Giving a speech can be scary to people of all ages, but giving a persuasive speech is not much different from participating in an argument. The goal of a persuasive speech is to sway the audience toward your viewpoint by giving reasons and details for your opinion. With organization and practice, anyone can write a strong persuasive speech.
Pick a topic that fits the guidelines of what your teacher has assigned. Sixth grade persuasive topics might include issues such as curfews, year-round schooling, littering, bullying, school uniforms, gangs, sex education, arts in schools, animal rights and violent video games. The topic should be an issue that affects people and about which people can have different opinions. You should pick a topic that you find interesting and about which you have something to say.

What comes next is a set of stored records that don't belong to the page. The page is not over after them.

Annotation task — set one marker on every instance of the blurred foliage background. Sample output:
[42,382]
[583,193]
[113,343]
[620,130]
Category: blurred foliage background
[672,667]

Once you've picked a topic, you need to decide where you stand on the issue. You can argue for it or against it, or you can propose a solution. Clearly state your main point at the start of your speech. It should also be debatable and not a fact; this means others should be able to disagree with your statement. For example, if the topic is violent video games, you can argue that violent video games should be banned because they lead to real violence in society; an opposing position to this claim could be that video games, no matter how violent, should not be censored because this would limit people's freedoms. It helps if the main point is something you really believe, because that makes it easier to come up with reasons to support it.

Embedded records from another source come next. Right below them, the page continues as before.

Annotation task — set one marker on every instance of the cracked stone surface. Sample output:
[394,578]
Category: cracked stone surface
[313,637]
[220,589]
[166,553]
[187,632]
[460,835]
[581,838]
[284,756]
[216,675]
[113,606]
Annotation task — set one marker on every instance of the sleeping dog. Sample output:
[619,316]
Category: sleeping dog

The speech should have an introduction, a body and a conclusion. The introduction should provide background and state what you are trying to persuade the audience about. The body should give reasons, details and examples that support your point. For example, if your main point is that school uniforms are a bad idea for students, you can explain that uniforms restrict the students' right to self-expression and that making girls wear skirts while boys can wear pants is not fair to girls. Finally, the conclusion of your speech should restate your major points.

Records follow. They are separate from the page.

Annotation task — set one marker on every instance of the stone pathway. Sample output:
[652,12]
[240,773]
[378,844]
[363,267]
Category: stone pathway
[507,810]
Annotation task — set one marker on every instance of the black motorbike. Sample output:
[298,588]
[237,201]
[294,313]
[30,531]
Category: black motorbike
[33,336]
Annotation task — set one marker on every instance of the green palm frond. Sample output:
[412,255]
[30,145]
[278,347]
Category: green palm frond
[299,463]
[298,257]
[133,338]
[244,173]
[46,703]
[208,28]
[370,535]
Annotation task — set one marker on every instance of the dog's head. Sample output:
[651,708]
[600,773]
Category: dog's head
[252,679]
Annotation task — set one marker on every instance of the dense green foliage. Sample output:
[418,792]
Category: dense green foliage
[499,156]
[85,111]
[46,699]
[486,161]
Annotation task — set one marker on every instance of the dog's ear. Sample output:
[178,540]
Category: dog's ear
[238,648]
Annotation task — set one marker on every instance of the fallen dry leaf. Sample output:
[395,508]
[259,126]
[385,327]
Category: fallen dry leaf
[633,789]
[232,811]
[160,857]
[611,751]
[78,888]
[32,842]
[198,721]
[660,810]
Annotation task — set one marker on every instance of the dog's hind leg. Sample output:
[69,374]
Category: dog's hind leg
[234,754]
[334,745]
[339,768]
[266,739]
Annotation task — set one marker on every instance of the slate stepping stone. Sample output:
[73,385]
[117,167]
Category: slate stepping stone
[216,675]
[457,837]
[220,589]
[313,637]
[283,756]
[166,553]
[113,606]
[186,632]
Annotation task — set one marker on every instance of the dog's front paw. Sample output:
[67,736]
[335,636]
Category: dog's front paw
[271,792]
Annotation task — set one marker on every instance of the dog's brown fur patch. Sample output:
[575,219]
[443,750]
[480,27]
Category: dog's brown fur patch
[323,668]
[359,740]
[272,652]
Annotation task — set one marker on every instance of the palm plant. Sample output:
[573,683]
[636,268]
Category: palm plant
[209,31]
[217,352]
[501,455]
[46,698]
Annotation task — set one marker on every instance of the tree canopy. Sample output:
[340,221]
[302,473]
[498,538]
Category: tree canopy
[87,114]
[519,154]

Don't wait until the last minute to write your speech. Write it early enough that you will have sufficient time to rehearse and revise it. Practicing the speech can give you a sense of time so you know how to pace yourself in your delivery. Also, practicing the speech by reading it aloud several times increases your familiarity with it, which can reduce stress about forgetting or stumbling. Practice in front of people to get comfortable with speaking in front of an audience and to get helpful feedback to make the speech more clear and interesting.